Son ton était sceptique. Le père agit :
« Vous pensez qu’elle est liée à sa disparition ?
- Je ne peux pas en dire plus, Monsieur... je vais devoir emporter ce coffre et son contenu, ce sont des pièces à conviction... »
Son objectif était aussi de demander un prélèvement des empreintes de cette fiole. Avec un peu de chance, on aurait les empreintes du dealer. Nathan remercia la famille déboussolée, et appela le commissariat. Il avait des pièces à apporter au dossier, et des éléments à faire analyser. Dans la voiture, il attrapa à nouveau la fiole qu’il avait touché, et l’étudia plus attentivement.
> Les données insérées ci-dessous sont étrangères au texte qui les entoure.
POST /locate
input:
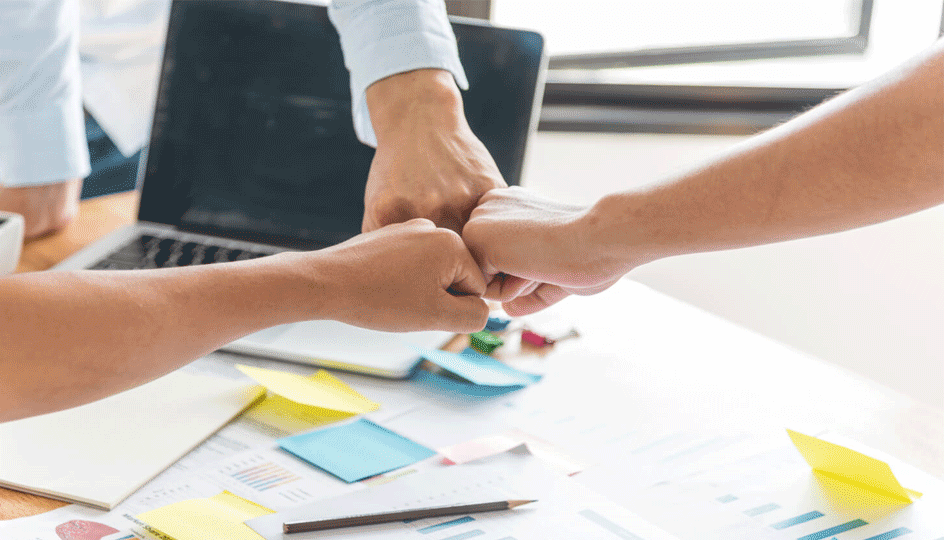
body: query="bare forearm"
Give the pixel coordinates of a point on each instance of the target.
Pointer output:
(72, 337)
(870, 155)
Sur le socle de cette dernière, il put voir le nom de l’entreprise qui avait fabriqué cette fiole, ainsi que les références. Il les nota sur un calepin, puis retourna au commissariat. Les fioles avaient été fabriquées par une entreprise japonaise qui avait ses usines délocalisées en Thaïlande. Il obtint rapidement un responsable, et lui indiqua les références de la fiole. Ce dernier effectua une recherche sur son ordinateur. Nathan avait eu de la chance. Il n’était pas tombé sur un petit cadre procédurier qui l’aurait ralentie n exigeant un mandat. De toute manière, ce genre de renseignement pouvait s’obtenir sans difficulté. Il ne s’agissait pas d’obtenir une information confidentielle, simplement le nom d’un cocontractant dans le cadre d’une vente d’objets.
« Je l’ai, inspecteur. »
La manière dont ce dernier disait « Inspecteur » laissait entendre un homme très respectueux de la police.
« Alors ?
- C’est l’un de nos plus gros clients. Je ne peux malheureusement pas, en raison de notre politique de confidentialité, vous divulguer les détails de ce contrat, sauf si vous...
- Je veux juste le nom de votre client, le coupa Nathan, agacé.
- Euh... Bien sûr… Il s’agit d’une personne morale, Yoshikawa’s Saibatsu. »
Nathan le remercia, et fit une rapide recherche sur Internet, qui lui permit de voir que Yoshikawa’s Saibatsu était une influente entreprise japonaise, spécialisée dans le sexe. C’était l’un des leaders du domaine. Une entreprise influente et puissante, qui vendait des stéroïdes. Rien d’illégal, en soi, leur vente n’était pas interdite, mais faisait simplement l’objet de règlementations strictes. L’entreprise pouvait aussi les vendre dans des pays où leur usage était libre. Nathan se redressa, quittant son bureau, et alla se payer un café. Il avait besoin d’en savoir plus sur cette entreprise, et considéra le bureau du commissaire.
*Elle pourra sûrement me dire s’il y a des enquêtes en cours...*
A l’idée de la revoir, il sentit un frisson la parcourir, et secoua la tête. Ce n’était pas le moment ! Il finit son café, et se rapprocha du bureau du commissaire Faye, et tapa à la porte. Il entra ensuite.
« Commissaire, je voulais vous voir, car j’aurais besoin de quelques renseignements... »
Il ménagea une courte pause, avant de poursuivre :
« L’évolution de mes investigations m’amène à penser que la disparition de Takeami pourrait être liée à un trafic d’anabolisants dans le lycée Mishima. Mes courtes recherches en la matière indiquent que ces stéroïdes pourraient venir d’une entreprise, Yoshikawa’s Saibatsu... J’aimerais savoir s’il n’y a pas des enquêtes actuellement en cours sur cette entreprise... Histoire de relier nos dossiers... »
Et, accessoirement, il voulait bien savoir quel effet ça ferait de se glisser entre les deux seins très attirants du commissaire, mais il choisit de rester professionnel.